實驗室: Backdoor Detection in Fine-Tuned 模型s
Analyze a fine-tuned language model to find and characterize an inserted backdoor, using behavioral probing, activation analysis, and statistical testing techniques.
實驗室: Backdoor Persistence Through Safety 訓練
Test whether fine-tuned backdoors persist through subsequent safety training rounds and RLHF alignment.
實驗室: Inserting a Fine-Tuning Backdoor
進階 lab demonstrating how fine-tuning can insert hidden backdoors into language models that activate on specific trigger phrases while maintaining normal behavior otherwise.
Fine-Tuning Backdoor Insertion
Insert a triggered backdoor during fine-tuning that activates on specific input patterns.
LoRA Backdoor Insertion 攻擊
Insert triggered backdoors through LoRA fine-tuning that activate on specific input patterns while passing safety evals.
CTF:Fine-Tune 偵探
透過行為分析、權重檢視與激活模式檢查,偵測微調語言模型中的後門。練習於部署前辨識被汙染模型所需的鑑識技術。
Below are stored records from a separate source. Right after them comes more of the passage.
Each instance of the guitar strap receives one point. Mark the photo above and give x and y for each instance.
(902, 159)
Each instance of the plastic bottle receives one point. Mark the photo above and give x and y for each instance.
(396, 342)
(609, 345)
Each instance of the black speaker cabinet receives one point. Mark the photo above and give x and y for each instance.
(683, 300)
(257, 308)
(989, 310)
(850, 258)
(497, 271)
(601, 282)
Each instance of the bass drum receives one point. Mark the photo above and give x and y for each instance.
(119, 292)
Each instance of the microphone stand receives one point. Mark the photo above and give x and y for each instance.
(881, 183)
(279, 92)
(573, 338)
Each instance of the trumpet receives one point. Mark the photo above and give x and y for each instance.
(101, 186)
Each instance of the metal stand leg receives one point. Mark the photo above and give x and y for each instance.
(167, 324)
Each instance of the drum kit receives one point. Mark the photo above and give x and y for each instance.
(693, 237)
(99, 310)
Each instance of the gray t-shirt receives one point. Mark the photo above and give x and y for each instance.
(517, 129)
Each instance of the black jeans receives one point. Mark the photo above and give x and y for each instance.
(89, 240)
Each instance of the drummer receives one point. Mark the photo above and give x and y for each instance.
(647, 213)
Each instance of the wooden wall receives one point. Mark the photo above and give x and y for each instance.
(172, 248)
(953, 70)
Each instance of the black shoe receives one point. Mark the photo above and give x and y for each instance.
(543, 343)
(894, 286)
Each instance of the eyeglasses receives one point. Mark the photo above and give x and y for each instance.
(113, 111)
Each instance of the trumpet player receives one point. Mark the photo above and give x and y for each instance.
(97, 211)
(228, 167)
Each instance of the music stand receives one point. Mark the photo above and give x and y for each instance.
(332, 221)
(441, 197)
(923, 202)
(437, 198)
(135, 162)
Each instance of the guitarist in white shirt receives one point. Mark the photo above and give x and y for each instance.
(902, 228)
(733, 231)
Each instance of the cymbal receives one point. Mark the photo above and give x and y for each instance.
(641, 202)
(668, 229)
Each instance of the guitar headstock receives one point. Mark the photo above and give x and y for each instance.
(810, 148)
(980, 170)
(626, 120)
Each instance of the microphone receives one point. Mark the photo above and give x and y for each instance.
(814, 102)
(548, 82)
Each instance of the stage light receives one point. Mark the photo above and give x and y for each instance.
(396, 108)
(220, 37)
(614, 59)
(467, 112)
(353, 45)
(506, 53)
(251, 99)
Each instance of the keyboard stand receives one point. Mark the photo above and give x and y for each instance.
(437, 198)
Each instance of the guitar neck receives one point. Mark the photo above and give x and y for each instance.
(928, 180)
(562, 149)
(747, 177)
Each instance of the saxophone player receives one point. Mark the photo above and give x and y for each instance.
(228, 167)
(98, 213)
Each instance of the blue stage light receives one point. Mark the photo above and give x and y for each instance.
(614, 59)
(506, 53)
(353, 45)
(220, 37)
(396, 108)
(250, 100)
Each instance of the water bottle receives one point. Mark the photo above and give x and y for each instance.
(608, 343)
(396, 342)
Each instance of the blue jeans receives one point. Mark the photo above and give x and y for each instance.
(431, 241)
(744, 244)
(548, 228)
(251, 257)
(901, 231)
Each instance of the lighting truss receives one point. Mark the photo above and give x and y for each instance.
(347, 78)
Backdoor Detection Evasion
Insert backdoors into fine-tuned models that evade state-of-the-art detection methods.
Neural Backdoor Engineering
Engineer sophisticated neural backdoors that activate on specific trigger patterns while evading detection methods.
模型 Merging Backdoor Propagation
Demonstrate how backdoors propagate through model merging techniques like TIES, DARE, and spherical interpolation.
Adversarial Persistence Mechanisms
Techniques for maintaining persistent access to AI systems including conversation memory manipulation, cached response poisoning, and model weight persistence.
模型合併與 LoRA 組合攻擊
利用模型合併技術(TIES、DARE、線性內插)與 LoRA 組合,透過個別無害的模型元件引入後門。
實驗室: Inserting a Fine-Tuning Backdoor (訓練 Pipeline)
Hands-on lab for creating, inserting, and detecting a trigger-based backdoor in a language model through fine-tuning, using LoRA adapters on a local model.
SFT Data 投毒 & Injection
投毒 supervised fine-tuning datasets through instruction-response pair manipulation, backdoor triggers in SFT data, and determining minimum poisoned example thresholds.
實驗室: 投毒 a 訓練 Dataset
Hands-on lab demonstrating dataset poisoning and fine-tuning to show behavioral change, with step-by-step Python code, backdoor trigger measurement, and troubleshooting guidance.
代理 Persistence via 記憶體
進階 walkthrough of using agent memory systems to create persistent backdoors that survive restarts, updates, and session boundaries.